Can you feel the evenings drawing in, and the lure of dark and wholesome beers? Today's three don't have anything much to connect them, other than arriving into my eyeline at around the same time last July.
Stout is represented by
Nocturne, no not that one. The White Hag has chosen the name for its new coffee stout, even though it's in permanent use as Rye River's export stout. It had its Dublin launch on draught at Tapped on Nassau Street and I went along, where they were serving it carbonated. Now, you won't normally catch me calling for nitro, but coffee stout ought to be creamy, and this 4.5% ABV fizzy job didn't give me any of that. It didn't taste very strongly of coffee either, I thought, with the centre being a kind of nuttiness: crunchy hazelnut and a drier, harsher, peanut-shell rasp. Where the coffee does appear is in the finish, but it's not creamy and in no way rich, tasting to me like dreggy grounds: coffee on a technicality, but not an improvement to the beer. This was all-round disappointing and needs to be bigger, rounder and warmer to suit my tastes.

For porter, it's
The Right Amount of Approachable, a collaboration brewed at Boundary with input from Kinnegar. We're still at 4.5% ABV, but here it's the hopping rather than the dark malt which is to the fore: a dank and spicy aroma, leading to a flavour of hay meadows and grapefruit zest. The label mentions that rye has been included in the grist, so maybe that's a factor in the spicy grassy effect; regardless, it's delicious. The actual dark malt side of the equation manifests as a gentle mocha roast sweetness, but the beer is light (or, less charitably, thin) so that element is relegated to the background. To me, this has a lot in common with Kinnegar's mighty black IPA Black Bucket, but it lacks the satisfying roundness which 6.5% ABV gives that one. It's still packed with flavour, and has a beautifully long aftertaste of ginger and chamomile, but seems a little hollow around the middle; an undesirable watery aspect that bothered me. It is, of course, perfectly possible to make impressively full-flavoured beer at session strength, but this felt like one designed as a punchy flavour bomb and not given the appropriate substance to carry it. Maybe the profile is just too close to Black Bucket for my palate to accept the slight variation. My perception is the one at fault, and not the beer. I would have liked more of a dark grain character from this, but what they've done instead with hops and rye is admirable. Don't expect ordinary porter, and
certainly don't expect Black Bucket, and you will enjoy. Phew.
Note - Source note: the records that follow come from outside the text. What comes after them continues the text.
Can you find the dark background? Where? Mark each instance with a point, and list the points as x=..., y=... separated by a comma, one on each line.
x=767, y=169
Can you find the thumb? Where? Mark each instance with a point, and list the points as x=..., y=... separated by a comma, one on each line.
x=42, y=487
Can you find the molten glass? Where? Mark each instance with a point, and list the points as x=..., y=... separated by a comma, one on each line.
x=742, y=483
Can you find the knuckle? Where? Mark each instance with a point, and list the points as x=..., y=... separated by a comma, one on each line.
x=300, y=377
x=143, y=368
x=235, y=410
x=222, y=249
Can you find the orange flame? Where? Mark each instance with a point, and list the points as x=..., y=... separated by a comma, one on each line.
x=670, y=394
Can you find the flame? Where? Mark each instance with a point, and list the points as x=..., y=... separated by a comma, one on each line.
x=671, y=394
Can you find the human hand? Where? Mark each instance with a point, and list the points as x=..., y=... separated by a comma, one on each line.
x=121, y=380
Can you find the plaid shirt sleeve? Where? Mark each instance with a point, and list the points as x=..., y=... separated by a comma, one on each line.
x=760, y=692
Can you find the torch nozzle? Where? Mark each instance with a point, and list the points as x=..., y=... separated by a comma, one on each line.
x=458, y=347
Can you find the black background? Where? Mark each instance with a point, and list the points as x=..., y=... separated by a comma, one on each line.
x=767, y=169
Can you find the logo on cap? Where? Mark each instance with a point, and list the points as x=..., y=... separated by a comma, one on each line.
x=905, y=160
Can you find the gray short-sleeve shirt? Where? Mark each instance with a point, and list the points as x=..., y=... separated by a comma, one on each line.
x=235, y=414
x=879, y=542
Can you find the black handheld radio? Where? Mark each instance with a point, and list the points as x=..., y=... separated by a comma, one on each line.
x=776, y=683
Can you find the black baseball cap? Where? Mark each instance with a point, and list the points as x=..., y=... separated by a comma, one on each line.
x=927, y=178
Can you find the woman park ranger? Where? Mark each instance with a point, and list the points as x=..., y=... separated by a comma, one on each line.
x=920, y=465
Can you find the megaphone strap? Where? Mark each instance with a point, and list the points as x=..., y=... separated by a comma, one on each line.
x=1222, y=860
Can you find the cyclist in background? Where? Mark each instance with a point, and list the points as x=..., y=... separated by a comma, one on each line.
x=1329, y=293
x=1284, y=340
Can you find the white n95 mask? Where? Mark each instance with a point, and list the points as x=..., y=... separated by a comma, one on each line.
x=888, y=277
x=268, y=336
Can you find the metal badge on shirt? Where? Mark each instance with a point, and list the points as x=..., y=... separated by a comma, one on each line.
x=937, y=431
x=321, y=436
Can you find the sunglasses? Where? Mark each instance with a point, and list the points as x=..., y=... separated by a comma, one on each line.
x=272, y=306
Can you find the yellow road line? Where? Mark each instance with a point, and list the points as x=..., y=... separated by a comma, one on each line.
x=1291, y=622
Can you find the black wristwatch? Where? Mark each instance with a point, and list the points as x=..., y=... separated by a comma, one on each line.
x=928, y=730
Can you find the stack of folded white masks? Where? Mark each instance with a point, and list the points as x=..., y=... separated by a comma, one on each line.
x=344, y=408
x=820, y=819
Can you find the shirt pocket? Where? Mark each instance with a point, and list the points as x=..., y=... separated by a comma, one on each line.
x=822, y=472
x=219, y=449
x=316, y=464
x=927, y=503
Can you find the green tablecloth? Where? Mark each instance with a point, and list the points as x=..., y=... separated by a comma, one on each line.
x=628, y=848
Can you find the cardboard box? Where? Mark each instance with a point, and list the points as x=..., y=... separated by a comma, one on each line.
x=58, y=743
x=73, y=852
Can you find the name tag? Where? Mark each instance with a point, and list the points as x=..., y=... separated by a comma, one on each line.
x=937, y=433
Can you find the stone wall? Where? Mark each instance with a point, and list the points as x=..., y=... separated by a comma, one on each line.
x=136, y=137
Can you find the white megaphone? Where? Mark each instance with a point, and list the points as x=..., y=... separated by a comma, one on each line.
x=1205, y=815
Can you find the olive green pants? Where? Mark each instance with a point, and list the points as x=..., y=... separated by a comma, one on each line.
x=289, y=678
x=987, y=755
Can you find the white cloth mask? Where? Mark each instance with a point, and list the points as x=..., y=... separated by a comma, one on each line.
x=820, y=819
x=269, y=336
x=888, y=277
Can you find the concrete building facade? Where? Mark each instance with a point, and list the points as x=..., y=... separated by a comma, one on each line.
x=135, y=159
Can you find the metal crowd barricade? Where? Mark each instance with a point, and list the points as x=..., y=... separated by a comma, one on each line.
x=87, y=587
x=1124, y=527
Lastly a mild. We do not get a lot of canned mild on the shelves of Dublin off licences. This one is from Abbeydale, and simply titled
Dark Mild, from their Restoration Series of classic styles. At 4% ABV it's maybe a little strong, and is murky and brown in colour. The aroma is deliciously beery, mixing tangy and metallic English hops with chocolate cereal and treacle tart. I am instantly transported to the pub, and a good one at that. It's lightly textured, and extremely quaffable; I had to hold myself back from draining it until I had enough written. Drink it slowly and there's brown bread, caramel traybakes and chocolate milkshake. The roasted side is missing, likewise any bitterness or the dark berry tartness, all of which are my favourite features of mild. Regardless, this does the basics of mild very nicely, and is a tasty beer regardless of its assigned style. I'll take a 440ml can, but really it deserves to be pulled from a cask.
I'm a little surprised to find I preferred the straight-up interpretation of mild to the coffee'd stout and hoppy rye porter. I'm sure I'm not the first to point out that microbrewing tries too hard sometimes.